Currently the NHS operates within a broader system where its role is often prioritised, celebrated, and debated, while other crucial components are not given equal consideration. This imbalance creates tension that can lead to unintended consequences. Scrutiny task groups across the country have explored this systemic approach, whether addressing ambulance wait times or the sufficiency of care providers. For the system to function effectively, all parts must work together. However, when the focus is solely on ‘how much will this cost’—propping up parts of an already strained system while simultaneously criticising its inefficiency—this goal becomes difficult to achieve
From the perspective of system accountability, it also means an enhanced role for existing players like overview and scrutiny and Local HealthWatch (alongside, perhaps, a beefed-up role for Health and Wellbeing Boards and Integrated Care Partnerships too). The 2022 Act undeniably weakened the capability of scrutiny and HealthWatch to carry out their work at local level, in the interests of giving more powers of intervention to the Secretary of State. If localisation and partnership working are to mean anything, they are likely to mean a loosening of national control, management and accountability arrangements at national level (via DHSC and NHS England) and their strengthening at local level – with measures designed to highlight poor performance and co-design plans for the future in a way that cuts through existing cultural norms and addresses the ongoing problem with candour that Darzi highlights still exists. At the moment, approaches to local accountability are too atomised for this to happen properly.

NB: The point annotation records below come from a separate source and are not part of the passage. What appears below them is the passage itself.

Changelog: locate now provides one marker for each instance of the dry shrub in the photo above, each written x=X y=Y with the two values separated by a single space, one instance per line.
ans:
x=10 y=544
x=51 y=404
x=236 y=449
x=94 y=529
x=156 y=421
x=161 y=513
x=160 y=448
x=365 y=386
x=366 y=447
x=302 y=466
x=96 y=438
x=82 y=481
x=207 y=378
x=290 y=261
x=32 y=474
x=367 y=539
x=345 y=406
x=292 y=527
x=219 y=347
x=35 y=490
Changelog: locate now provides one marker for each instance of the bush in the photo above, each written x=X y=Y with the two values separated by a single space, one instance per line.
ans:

With local areas still settling into new relationships following the 2022 Act, a further cycle of reform will not be hugely welcome. Just as the ending of Casablanca always feels like a bittersweet missed opportunity, the potential love affair of a new government with a health and care system that works on causation and not only symptoms feels like it could go the same way.

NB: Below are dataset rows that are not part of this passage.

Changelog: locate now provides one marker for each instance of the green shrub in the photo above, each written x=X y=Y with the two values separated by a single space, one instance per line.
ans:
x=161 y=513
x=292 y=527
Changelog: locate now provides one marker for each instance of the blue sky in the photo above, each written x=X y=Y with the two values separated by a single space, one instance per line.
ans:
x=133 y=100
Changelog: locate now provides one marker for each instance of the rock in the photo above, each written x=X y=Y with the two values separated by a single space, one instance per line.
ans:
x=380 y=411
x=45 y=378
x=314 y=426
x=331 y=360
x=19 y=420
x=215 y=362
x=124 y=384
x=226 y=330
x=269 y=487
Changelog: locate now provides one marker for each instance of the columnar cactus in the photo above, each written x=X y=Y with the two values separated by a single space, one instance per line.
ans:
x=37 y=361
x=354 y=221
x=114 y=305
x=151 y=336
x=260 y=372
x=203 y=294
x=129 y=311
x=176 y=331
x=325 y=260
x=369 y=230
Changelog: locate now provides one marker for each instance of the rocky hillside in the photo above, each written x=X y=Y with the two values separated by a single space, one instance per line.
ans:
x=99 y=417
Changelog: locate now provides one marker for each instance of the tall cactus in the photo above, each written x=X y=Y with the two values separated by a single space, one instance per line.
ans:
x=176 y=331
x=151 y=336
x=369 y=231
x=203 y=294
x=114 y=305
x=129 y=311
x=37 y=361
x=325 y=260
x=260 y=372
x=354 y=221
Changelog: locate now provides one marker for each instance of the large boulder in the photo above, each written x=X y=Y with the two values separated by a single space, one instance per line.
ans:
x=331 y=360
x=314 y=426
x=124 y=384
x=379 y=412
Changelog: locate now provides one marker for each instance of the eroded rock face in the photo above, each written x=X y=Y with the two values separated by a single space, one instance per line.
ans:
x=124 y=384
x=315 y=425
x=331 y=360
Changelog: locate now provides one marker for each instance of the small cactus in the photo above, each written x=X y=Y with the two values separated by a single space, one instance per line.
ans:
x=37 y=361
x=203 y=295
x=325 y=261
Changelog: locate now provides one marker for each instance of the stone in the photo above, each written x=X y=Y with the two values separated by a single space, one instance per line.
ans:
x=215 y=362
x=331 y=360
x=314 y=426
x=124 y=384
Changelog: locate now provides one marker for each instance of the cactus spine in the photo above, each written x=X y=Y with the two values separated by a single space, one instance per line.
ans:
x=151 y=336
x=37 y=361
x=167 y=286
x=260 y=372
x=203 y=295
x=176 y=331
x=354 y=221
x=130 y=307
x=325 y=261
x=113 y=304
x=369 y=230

We are reminded of Marilee Goldberg’s assertion that ‘A paradigm shift occurs when a question is asked inside the current paradigm that can only be answered from outside it.’ Goldberg, 1997, The Art of the Question: A Guide to Short-Term Question-Centered Therapy. Darzi gives an accurate and detailed diagnosis on the symptoms of the patient in front of him, from a clinical perspective. But misses the more radical opportunity to call for change, for he exists in the current paradigm.

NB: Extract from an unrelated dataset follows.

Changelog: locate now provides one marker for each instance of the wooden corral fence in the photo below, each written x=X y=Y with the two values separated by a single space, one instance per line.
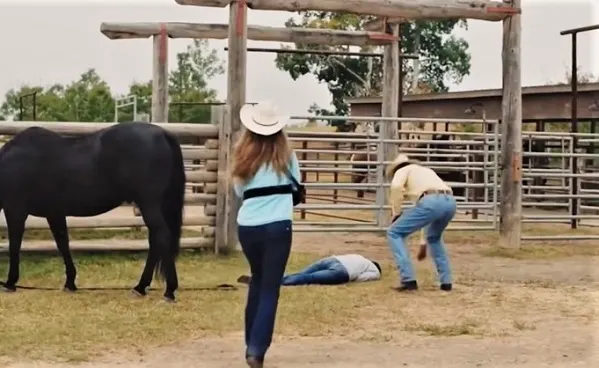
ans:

The credits have not yet played, and reform could yet work. There is an opportunity for a more inclusive and local model for health and care, a companied by meaningful financial reform (rather than just “more” funding), And more compelling still will be an approach which mediates commissioning and control arrangements through strong, effective systems of local accountability.
Watch this space, but it does feel like we should be saying – ‘Play it again Sam’.